The science of working out decrees that you will sweat and lose electrolytes. But you can replenish them by filling up on water and a high protein meal after your workout session.
Setting yourself up for the right conditions for this recovery can be as important as the exercise itself. Giving your body time to repair and strengthen so that you’re ready to train again is a mandatory stage of any fitness process.
As we’ve written about before, sleep is one of the key components to make the most out of any fitness routine.
When you sleep, your body repairs the muscle damage it did at micro level during training.

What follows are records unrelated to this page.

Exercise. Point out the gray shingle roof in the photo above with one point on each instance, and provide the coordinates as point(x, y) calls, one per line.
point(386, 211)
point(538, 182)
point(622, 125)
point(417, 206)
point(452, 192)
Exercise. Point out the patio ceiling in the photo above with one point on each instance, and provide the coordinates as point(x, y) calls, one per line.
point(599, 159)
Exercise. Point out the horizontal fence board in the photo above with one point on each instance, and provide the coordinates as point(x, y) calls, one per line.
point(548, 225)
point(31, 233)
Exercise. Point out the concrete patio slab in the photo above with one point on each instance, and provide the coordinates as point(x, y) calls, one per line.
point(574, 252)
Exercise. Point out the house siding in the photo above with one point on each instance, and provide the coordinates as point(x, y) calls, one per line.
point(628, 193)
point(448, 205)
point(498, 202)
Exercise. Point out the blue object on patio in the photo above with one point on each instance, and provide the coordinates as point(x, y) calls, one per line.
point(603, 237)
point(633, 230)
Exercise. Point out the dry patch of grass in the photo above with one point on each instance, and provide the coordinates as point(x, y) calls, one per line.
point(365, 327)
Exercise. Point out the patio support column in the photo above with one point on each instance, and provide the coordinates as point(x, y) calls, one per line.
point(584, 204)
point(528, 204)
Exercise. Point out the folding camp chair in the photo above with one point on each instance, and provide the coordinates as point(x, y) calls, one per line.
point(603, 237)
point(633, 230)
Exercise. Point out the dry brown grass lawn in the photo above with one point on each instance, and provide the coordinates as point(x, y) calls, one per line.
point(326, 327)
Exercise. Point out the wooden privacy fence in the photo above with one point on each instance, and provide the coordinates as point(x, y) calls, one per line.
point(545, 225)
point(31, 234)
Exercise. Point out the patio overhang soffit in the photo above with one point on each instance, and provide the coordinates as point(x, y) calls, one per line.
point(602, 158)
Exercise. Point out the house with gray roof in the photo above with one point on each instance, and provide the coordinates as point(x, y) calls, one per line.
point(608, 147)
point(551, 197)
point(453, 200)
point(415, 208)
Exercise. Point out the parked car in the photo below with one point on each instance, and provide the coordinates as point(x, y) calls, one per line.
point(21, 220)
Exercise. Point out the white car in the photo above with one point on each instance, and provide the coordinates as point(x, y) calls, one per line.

And not getting enough post workout sleep can throw obstacles in the way of the healthy protein synthesis needed to build new tissue.
Added to this, sleep deprivation disrupts your body’s ability to utilize insulin properly. And this will make you hungry and craving sugary, carb-loaded foods as a result.
Moreover, an insulin imbalance can eventually change your metabolic rate, making fat loss harder in the long run.
In short, to avoid negating the good work done in your fitness session, make sure you get 7-9 uninterrupted hours of sleep every night!
Now the question is, how can you make sure you’re getting the most out of that all-important golden slumber?
How To Get Enough Post Workout Sleep
Here are some effective tips to help get your post workout sleep:
1. Embrace The Dark Side
Sleeping in complete darkness helps your body to produce more of the sleep hormone melatonin, which will result in a deeper slumber.
For troubled sleepers, or those who have difficulty getting to sleep after working out, melanin can be taken in supplement form.
However, you can also create the perfect conditions for sleep naturally by:
- Wearing light clothes to bed;
- Turning off your phones (and other electronic devices with bright lights);
- And investing in a pair of heavy duty blackout curtains or blinds.
2. Set The Scene For Sleep
As well as ensuring you get an adequate amount of sleep to enable muscle repair and healthy function, make sure you’re taking care of your tired bones, too.
To avoid waking up with stiff aches and cricks, give your body the best platform to recover on by ensuring you have a decent mattress to provide proper musculoskeletal support.
Eve Sleep, a relative new-kid-on-the-block in the mattress manufacturing world has been fusing advanced memory foam technology with a modest price tag, supported by a freakishly long (but reassuring) warranty period to support the veracity of its claims. Several independent reviewers have given it write ups online, so you can judge for yourself.
3. Chill Out
Warmer temperatures in summer can prevent you from reaching deep sleep, as your body uses valuable energy trying to regulate its fluctuating temperature, preventing you from sinking into a deeper state of rest.
Keeping the bedroom climate as cool and constant at night as possible will ultimately leave you feeling more rested. It will also give your muscles the perfect conditions for post-workout recovery.
Open the windows at nighttime, or invest in a good bladeless fan, that will keep the room pleasantly chill without the noise of a low-landing aircraft.
Hopefully you’ll get the best out of your workout and supplement it with a restful post workout sleep.